New council chambers (copy)

The Long Beach City Council in the new Bob Foster Civic Chambers.

It seems folks in Long Beach won’t vote on an affordable-housing bond anytime soon.

The City Council on Tuesday, Jan. 7, opted not to vote on an apparently controversial proposal from Ninth District Councilman Rex Richardson that would have directed the city attorney to draft a resolution to place a $298 million bond on the November ballot.

Instead, a substitute motion by Third District Councilwoman Suzie Price to explore funding options at the state and federal levels to address the issue passed by a 5-4 vote. Council members Mary Zendejas (First), Jeannine Pearce (Second), Roberto Uranga (Seventh) and Richardson voted against the measure.

The vote came after a different motion of Richardson’s, which he put forward as a compromise as it became clear his initial idea did not have support from a majority of his colleagues, failed 4-5 along the same lines. That motion would have asked city staff to study a potential bond, as well as the other potential funding sources Price identified.

The votes came after more than three hours of discussion among members of the public and the folks behind the dais.

According to Vice Mayor and Sixth District Councilman Dee Andrews, 70 people had signed up to speak on the topic during public comment. The vast majority of those supported taking the next step to place the bond measure on the ballot.

Christine Petit, the executive director of the nonprofit Long Beach Forward, said the city is in a “severe housing and homelessness crisis” and it was past time for the council to move toward finding a new way to fund solutions.

“The time is now for our city to proactively handle this crisis,” she said. “Actually, it was yesterday.”

In 2019, the city’s point-in-time count of the homeless population revealed an estimated 1,894 people were homeless in Long Beach; the 2020 count is set for the end of January.

Long Beach, meanwhile, saw a 28% rise increase in rent citywide over roughly a decade, according to a 222-page report the city released in 2018. And the rental vacancy rate shrunk from 5.2% to 3.8% during that time, the report said.

“People we are fighting for here are homeless. They are people who need to have a decent place to live,” said Hollis Stewart, a Long Beach resident and homeowner. “I’ll pay the tax for it, and I hope a lot of others will, too.”

Although Richardson emphasized that the $298 million in his proposal was flexible and could be adjusted, that type of bond would have required the median single-family homeowner to pay about $7 per month. People who do not own property would not pay that fee.
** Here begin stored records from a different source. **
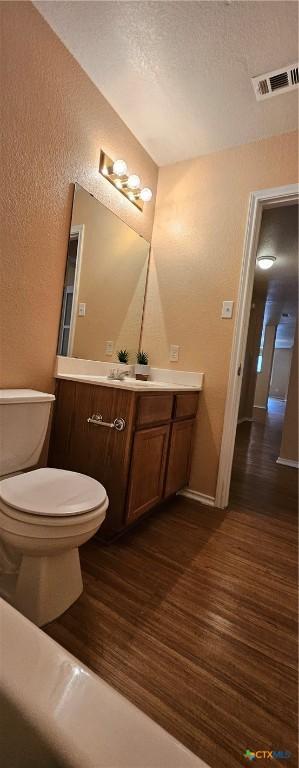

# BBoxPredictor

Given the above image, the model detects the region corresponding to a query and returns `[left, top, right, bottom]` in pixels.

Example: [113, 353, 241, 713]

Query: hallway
[230, 398, 298, 514]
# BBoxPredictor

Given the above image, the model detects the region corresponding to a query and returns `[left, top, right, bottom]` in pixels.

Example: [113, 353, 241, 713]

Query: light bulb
[128, 173, 140, 189]
[257, 256, 276, 269]
[113, 160, 127, 176]
[139, 187, 153, 203]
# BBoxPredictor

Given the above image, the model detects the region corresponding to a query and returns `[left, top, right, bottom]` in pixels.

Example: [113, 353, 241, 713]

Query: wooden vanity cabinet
[49, 379, 198, 539]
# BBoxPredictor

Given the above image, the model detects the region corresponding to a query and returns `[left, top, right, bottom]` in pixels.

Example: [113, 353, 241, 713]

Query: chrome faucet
[108, 368, 130, 381]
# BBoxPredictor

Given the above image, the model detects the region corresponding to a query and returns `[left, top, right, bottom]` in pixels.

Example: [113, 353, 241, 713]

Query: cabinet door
[164, 419, 194, 496]
[127, 425, 170, 522]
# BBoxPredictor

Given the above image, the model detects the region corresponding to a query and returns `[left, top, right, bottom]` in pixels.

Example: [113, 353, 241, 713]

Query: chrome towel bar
[87, 413, 126, 432]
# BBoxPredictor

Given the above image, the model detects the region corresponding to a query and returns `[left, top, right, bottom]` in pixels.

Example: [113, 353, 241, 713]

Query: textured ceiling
[35, 0, 298, 165]
[254, 205, 298, 346]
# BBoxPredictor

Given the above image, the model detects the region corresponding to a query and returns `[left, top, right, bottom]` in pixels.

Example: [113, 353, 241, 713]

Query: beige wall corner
[238, 298, 265, 419]
[142, 133, 298, 496]
[0, 2, 158, 390]
[279, 324, 299, 462]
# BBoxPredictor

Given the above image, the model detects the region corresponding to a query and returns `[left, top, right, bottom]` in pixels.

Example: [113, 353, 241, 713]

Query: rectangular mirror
[57, 184, 150, 363]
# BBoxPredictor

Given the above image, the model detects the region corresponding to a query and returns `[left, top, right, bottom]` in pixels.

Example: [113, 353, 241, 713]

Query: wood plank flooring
[46, 400, 297, 768]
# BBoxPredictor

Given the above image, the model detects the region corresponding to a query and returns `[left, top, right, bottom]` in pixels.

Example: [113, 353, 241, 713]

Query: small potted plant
[117, 349, 129, 365]
[135, 351, 150, 381]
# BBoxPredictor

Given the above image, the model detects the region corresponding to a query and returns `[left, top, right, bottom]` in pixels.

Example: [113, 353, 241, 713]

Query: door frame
[67, 224, 84, 357]
[215, 184, 299, 509]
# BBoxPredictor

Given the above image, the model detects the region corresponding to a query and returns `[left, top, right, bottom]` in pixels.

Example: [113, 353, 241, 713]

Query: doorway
[216, 185, 298, 508]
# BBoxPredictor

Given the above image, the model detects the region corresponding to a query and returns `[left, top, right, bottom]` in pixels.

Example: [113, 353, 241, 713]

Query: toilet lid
[0, 467, 107, 517]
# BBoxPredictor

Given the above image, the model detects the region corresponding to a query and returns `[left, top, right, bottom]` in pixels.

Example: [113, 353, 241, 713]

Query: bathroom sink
[56, 373, 202, 392]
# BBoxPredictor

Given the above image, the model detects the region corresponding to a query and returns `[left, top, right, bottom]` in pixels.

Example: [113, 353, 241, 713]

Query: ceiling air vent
[251, 64, 299, 101]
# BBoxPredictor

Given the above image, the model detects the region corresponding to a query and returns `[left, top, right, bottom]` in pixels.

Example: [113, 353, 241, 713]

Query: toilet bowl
[0, 390, 109, 626]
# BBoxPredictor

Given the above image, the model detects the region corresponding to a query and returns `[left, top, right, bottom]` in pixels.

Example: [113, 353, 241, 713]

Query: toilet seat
[0, 467, 107, 522]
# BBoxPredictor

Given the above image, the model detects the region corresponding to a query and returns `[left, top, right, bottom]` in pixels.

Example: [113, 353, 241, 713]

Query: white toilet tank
[0, 389, 55, 478]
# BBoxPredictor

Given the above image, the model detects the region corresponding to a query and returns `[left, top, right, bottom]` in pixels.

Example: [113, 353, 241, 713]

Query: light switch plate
[221, 301, 234, 320]
[105, 341, 114, 355]
[169, 344, 180, 363]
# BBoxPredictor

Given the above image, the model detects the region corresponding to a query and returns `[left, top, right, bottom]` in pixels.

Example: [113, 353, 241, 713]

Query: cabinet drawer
[174, 392, 198, 419]
[136, 392, 173, 427]
[127, 425, 170, 523]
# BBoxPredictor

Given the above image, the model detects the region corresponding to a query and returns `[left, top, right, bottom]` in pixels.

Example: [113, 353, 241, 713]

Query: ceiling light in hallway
[256, 256, 276, 269]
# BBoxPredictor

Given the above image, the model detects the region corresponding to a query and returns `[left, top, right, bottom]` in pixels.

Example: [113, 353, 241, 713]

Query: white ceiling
[35, 0, 298, 165]
[254, 205, 298, 347]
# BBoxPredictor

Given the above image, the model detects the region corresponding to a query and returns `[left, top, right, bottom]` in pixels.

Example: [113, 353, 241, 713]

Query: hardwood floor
[46, 402, 297, 768]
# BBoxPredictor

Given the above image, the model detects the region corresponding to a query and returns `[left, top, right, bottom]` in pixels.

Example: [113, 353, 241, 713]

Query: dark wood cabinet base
[49, 379, 198, 540]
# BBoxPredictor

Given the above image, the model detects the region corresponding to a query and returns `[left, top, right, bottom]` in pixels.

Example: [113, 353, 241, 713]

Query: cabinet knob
[87, 413, 126, 432]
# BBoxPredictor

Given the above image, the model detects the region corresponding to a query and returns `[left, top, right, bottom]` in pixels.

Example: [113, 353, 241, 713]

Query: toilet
[0, 389, 109, 626]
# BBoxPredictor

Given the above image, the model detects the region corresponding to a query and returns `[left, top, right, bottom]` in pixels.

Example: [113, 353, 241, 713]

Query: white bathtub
[0, 599, 207, 768]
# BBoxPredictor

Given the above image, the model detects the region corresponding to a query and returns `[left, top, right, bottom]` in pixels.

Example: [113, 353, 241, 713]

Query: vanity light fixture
[140, 187, 153, 203]
[256, 256, 276, 269]
[99, 150, 153, 211]
[113, 160, 128, 176]
[128, 173, 140, 189]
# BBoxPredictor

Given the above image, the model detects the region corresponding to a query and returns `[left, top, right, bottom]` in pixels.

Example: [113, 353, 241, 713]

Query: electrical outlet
[105, 341, 114, 356]
[169, 344, 180, 363]
[221, 301, 234, 320]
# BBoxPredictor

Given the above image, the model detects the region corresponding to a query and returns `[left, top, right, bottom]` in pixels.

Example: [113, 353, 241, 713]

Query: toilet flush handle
[87, 413, 126, 432]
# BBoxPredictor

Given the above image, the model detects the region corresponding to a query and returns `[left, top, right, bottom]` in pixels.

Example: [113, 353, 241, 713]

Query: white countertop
[55, 373, 203, 392]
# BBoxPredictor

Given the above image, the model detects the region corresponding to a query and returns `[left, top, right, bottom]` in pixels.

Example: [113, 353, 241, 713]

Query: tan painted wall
[254, 325, 277, 408]
[269, 347, 293, 400]
[0, 2, 157, 390]
[142, 134, 298, 495]
[72, 189, 149, 362]
[238, 297, 265, 419]
[279, 324, 299, 462]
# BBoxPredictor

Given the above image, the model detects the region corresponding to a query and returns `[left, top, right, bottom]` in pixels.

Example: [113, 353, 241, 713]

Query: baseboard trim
[178, 488, 215, 507]
[276, 456, 299, 469]
[238, 416, 253, 424]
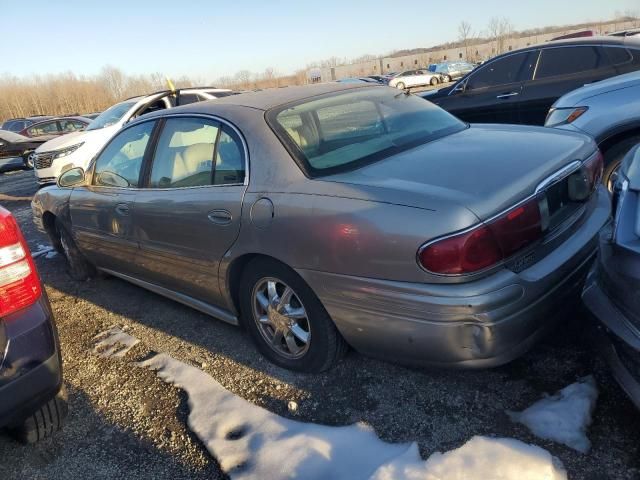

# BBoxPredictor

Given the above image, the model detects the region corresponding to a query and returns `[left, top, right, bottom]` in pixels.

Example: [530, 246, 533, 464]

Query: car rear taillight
[418, 196, 543, 275]
[0, 207, 42, 317]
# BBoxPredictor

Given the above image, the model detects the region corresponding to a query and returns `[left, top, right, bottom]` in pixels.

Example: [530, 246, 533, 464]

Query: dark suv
[0, 207, 67, 443]
[421, 37, 640, 125]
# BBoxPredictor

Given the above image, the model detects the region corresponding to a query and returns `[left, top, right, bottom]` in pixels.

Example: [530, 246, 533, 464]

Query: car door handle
[116, 203, 129, 217]
[496, 92, 520, 100]
[207, 210, 233, 225]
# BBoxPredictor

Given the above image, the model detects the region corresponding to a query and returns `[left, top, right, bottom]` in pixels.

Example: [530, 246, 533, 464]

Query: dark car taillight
[0, 207, 42, 317]
[418, 196, 543, 275]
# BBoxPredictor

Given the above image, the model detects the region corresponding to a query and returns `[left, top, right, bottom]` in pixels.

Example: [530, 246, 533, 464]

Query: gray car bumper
[298, 189, 610, 368]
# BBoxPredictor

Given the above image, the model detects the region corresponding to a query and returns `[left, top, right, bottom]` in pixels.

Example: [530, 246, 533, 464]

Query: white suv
[33, 88, 233, 185]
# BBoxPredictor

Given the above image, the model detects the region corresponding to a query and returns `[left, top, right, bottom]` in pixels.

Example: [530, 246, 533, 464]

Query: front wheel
[240, 259, 347, 373]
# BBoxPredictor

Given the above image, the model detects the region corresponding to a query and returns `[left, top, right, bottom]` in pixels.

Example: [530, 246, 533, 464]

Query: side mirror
[58, 167, 84, 188]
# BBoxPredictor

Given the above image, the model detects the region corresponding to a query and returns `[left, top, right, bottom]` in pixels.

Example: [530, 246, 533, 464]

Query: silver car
[545, 70, 640, 190]
[32, 83, 610, 372]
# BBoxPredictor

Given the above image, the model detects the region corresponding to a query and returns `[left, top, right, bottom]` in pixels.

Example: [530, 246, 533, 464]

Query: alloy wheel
[251, 277, 311, 359]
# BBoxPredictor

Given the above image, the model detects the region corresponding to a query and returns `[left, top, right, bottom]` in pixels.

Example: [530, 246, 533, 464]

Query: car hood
[323, 125, 596, 220]
[37, 125, 119, 153]
[553, 71, 640, 108]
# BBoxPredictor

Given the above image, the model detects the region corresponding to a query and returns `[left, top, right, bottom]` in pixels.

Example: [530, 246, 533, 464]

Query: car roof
[172, 82, 384, 113]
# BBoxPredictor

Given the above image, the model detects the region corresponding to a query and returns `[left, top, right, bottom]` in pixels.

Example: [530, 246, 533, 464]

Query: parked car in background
[545, 71, 640, 190]
[18, 116, 91, 138]
[33, 87, 233, 185]
[429, 62, 476, 83]
[0, 115, 53, 132]
[0, 130, 55, 171]
[0, 207, 67, 442]
[607, 28, 640, 37]
[582, 147, 640, 408]
[32, 83, 611, 371]
[389, 70, 440, 90]
[420, 37, 640, 125]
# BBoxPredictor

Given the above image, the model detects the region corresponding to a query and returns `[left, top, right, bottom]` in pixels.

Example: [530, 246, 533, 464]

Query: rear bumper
[298, 184, 610, 368]
[0, 294, 62, 426]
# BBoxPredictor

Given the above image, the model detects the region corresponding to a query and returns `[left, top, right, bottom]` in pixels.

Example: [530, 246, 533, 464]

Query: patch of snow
[139, 354, 567, 480]
[93, 327, 140, 358]
[31, 245, 54, 258]
[371, 436, 567, 480]
[507, 375, 598, 453]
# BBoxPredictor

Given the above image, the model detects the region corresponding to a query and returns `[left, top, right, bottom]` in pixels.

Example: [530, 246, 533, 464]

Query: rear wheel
[56, 220, 96, 280]
[602, 136, 640, 192]
[240, 259, 347, 372]
[11, 387, 69, 443]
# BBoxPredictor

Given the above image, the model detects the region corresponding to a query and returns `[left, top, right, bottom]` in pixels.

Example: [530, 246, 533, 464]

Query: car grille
[33, 152, 53, 169]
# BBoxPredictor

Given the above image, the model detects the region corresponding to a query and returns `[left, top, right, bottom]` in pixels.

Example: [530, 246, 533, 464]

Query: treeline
[0, 66, 196, 122]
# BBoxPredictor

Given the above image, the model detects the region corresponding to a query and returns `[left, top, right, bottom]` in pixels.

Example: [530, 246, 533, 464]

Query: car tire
[56, 220, 96, 281]
[10, 386, 69, 443]
[602, 136, 640, 192]
[239, 258, 348, 373]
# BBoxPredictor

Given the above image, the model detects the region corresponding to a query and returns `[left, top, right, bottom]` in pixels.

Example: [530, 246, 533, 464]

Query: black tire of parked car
[239, 258, 349, 373]
[56, 220, 96, 280]
[10, 386, 69, 443]
[602, 136, 640, 192]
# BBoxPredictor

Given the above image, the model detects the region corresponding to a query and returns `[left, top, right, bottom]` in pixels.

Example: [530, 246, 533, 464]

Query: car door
[69, 121, 156, 274]
[436, 50, 537, 123]
[134, 116, 246, 304]
[518, 45, 616, 125]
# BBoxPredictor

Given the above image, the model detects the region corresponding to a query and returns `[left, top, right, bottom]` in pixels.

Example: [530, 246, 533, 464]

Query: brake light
[0, 207, 42, 317]
[418, 197, 543, 275]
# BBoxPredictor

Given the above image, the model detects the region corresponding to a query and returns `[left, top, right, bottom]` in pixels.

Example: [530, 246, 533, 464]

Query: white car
[389, 70, 441, 90]
[33, 88, 233, 185]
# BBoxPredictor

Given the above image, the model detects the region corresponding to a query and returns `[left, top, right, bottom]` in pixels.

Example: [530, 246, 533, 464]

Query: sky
[0, 0, 640, 82]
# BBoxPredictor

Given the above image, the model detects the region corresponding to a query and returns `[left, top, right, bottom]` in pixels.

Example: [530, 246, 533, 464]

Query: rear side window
[536, 47, 608, 79]
[467, 52, 529, 90]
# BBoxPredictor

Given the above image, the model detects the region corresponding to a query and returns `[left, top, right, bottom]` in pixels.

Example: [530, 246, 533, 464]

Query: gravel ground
[0, 172, 640, 480]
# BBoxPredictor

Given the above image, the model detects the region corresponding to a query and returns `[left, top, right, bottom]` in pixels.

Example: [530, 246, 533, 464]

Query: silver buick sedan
[32, 83, 610, 372]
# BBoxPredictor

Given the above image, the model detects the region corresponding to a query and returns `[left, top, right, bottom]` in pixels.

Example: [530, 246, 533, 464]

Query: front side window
[267, 88, 466, 176]
[149, 118, 219, 188]
[93, 122, 155, 188]
[149, 117, 245, 188]
[27, 121, 58, 137]
[87, 101, 136, 130]
[467, 52, 529, 90]
[536, 47, 604, 79]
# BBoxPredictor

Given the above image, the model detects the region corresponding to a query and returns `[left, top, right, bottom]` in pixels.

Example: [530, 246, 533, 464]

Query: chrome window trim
[87, 113, 249, 191]
[416, 158, 597, 280]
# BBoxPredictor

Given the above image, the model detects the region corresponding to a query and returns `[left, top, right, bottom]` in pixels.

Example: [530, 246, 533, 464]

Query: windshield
[87, 100, 136, 130]
[267, 87, 466, 176]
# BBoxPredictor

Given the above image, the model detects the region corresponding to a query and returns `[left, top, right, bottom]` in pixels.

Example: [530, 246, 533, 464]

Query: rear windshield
[267, 87, 466, 176]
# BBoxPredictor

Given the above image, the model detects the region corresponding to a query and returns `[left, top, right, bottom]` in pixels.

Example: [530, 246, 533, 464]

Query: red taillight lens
[418, 197, 542, 275]
[0, 207, 42, 317]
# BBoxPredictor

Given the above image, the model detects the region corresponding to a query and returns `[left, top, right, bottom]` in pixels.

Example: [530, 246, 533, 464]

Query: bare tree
[487, 17, 513, 55]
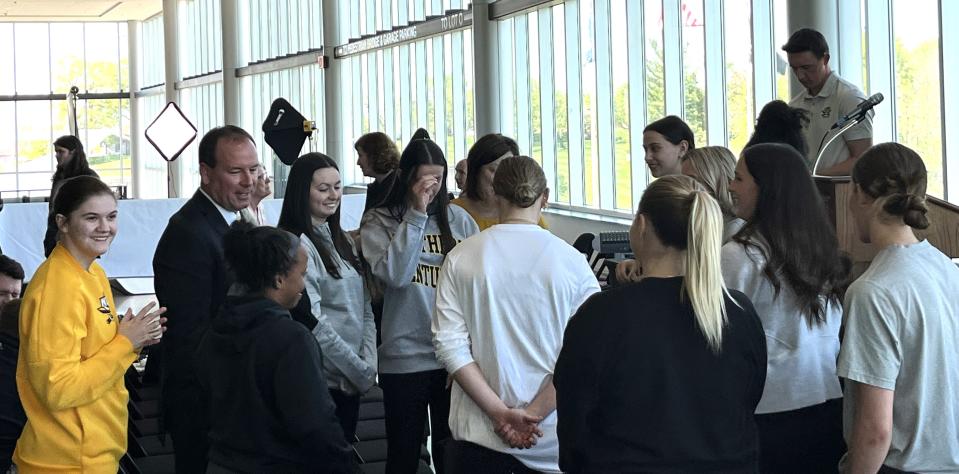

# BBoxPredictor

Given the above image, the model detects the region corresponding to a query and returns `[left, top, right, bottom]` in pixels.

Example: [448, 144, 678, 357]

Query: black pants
[756, 398, 846, 474]
[330, 388, 360, 444]
[446, 439, 539, 474]
[163, 386, 210, 474]
[380, 370, 450, 474]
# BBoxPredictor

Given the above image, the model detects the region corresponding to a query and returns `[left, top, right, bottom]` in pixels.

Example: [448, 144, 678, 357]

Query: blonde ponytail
[685, 191, 732, 353]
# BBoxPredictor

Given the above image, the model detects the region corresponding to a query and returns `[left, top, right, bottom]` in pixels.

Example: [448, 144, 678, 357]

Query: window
[0, 22, 132, 197]
[331, 26, 476, 189]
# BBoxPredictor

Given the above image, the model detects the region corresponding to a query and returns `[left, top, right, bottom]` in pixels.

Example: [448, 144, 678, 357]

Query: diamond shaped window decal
[143, 102, 196, 161]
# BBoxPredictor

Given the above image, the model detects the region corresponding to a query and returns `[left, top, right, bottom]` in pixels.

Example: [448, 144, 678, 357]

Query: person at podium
[782, 28, 873, 176]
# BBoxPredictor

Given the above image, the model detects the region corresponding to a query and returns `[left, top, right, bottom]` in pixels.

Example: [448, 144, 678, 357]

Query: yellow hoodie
[13, 245, 137, 474]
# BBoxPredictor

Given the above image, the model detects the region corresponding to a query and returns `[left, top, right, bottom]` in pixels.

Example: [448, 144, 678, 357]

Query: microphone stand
[812, 113, 866, 178]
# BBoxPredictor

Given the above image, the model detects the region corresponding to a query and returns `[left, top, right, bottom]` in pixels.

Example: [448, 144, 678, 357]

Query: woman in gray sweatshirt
[360, 129, 479, 473]
[279, 153, 376, 442]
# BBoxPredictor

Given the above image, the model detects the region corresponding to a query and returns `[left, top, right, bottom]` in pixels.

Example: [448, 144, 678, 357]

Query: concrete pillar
[220, 0, 240, 126]
[163, 0, 181, 197]
[467, 0, 501, 137]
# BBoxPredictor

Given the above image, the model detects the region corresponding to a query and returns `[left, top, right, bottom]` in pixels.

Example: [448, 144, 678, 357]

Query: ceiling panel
[0, 0, 163, 22]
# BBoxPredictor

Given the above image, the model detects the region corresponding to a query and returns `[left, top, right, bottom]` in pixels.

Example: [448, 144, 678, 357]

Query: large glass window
[331, 26, 476, 189]
[892, 0, 955, 197]
[0, 22, 132, 197]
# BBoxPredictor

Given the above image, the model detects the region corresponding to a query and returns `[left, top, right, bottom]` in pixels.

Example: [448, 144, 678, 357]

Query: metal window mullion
[498, 18, 516, 138]
[363, 0, 376, 34]
[402, 45, 413, 142]
[557, 2, 586, 206]
[381, 0, 395, 30]
[210, 1, 222, 69]
[663, 0, 686, 117]
[352, 56, 366, 176]
[383, 48, 397, 137]
[364, 52, 379, 132]
[538, 8, 559, 198]
[47, 23, 54, 95]
[865, 0, 897, 143]
[82, 23, 90, 90]
[399, 43, 420, 138]
[396, 0, 410, 26]
[201, 0, 213, 74]
[314, 0, 324, 48]
[244, 0, 261, 64]
[830, 1, 863, 86]
[433, 36, 449, 154]
[703, 0, 729, 145]
[593, 0, 616, 209]
[286, 0, 298, 54]
[373, 49, 390, 134]
[449, 31, 466, 161]
[751, 0, 776, 115]
[513, 15, 533, 156]
[939, 0, 959, 202]
[626, 0, 647, 207]
[416, 41, 430, 127]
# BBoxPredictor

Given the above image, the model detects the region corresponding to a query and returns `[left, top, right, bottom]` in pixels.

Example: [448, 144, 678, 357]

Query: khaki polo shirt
[789, 73, 873, 170]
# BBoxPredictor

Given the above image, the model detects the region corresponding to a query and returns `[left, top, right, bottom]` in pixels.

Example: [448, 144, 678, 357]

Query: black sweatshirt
[196, 297, 352, 473]
[553, 277, 766, 473]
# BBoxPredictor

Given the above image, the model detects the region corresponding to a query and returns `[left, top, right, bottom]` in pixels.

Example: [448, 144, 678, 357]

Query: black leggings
[379, 369, 450, 474]
[330, 388, 360, 444]
[756, 398, 846, 474]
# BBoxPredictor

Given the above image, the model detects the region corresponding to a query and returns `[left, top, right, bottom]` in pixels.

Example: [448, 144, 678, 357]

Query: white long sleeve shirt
[722, 238, 842, 414]
[433, 224, 599, 472]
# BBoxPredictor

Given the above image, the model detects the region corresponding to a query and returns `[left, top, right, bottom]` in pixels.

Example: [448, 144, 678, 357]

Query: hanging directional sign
[143, 102, 196, 161]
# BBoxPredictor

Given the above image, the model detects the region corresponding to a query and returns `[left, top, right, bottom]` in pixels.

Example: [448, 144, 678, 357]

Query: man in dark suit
[153, 125, 259, 473]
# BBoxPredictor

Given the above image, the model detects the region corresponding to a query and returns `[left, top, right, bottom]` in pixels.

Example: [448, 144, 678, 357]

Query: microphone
[830, 92, 884, 130]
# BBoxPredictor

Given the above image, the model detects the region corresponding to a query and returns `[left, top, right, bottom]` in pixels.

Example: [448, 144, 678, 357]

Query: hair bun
[882, 193, 929, 229]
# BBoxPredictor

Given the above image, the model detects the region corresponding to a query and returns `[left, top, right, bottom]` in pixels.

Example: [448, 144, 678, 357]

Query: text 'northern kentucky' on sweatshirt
[360, 206, 479, 374]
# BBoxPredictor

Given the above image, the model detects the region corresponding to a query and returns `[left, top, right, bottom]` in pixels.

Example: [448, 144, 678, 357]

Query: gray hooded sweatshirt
[360, 206, 479, 374]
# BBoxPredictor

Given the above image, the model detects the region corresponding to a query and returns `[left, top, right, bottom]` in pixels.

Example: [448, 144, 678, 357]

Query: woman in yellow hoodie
[13, 176, 165, 474]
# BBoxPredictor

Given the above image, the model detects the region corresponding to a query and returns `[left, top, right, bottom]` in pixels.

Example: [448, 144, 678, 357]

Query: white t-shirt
[789, 73, 873, 171]
[839, 241, 959, 472]
[433, 224, 599, 472]
[722, 241, 842, 414]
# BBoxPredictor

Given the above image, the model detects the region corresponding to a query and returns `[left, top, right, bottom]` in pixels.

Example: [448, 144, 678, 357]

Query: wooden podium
[814, 176, 959, 275]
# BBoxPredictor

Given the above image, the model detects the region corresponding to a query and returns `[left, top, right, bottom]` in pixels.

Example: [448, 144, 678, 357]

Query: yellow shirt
[450, 197, 549, 231]
[13, 245, 137, 474]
A handful of others who spoke during public comment weren’t as keen on the idea.

Matthew Taylor, another resident, said he doesn’t own a home, but he worried the bond would make purchasing a house even less affordable.

He also questioned whether funding more housing would actually address homelessness.

“There are serious mental health and drug issues plaguing Southern California,” he said. “This will do nothing to address those needs. These are different issues.”

Although the vast majority of people in the council chambers Tuesday appeared to favor moving forward to place a bond on the ballot — the panel would have had to vote to do so once the city attorney drew up a formal resolution — the council members who voted against Richardson’s motion said the folks in their districts feel differently.

Councilman Daryl Supernaw, who represents the Fourth District, estimated that 97 percent of the people he’s heard from opposed the idea.

“We haven’t had anything with that type of opposition that I can remember,” he said.

Price said her residents felt similarly.

“Before we ask property owners to pay more, we should find out what is available to us,” she said to justify her own, ultimately successful motion.

Price, Supernaw and the rest of the majority opposed to Richardson’s motion emphasized that they supported the goal of finding more funding to build housing; but they disagreed, they said, with the idea of pursuing a bond before sufficiently researching other options.

Although Richardson acknowledged that it appeared his council colleagues were not prepared to take the action he hoped they would, he assured those in the audience that he would not stop advocating on the issue.

“Hope is not lost,” he said. “This is not the end of the conversation. We can continue to work together.”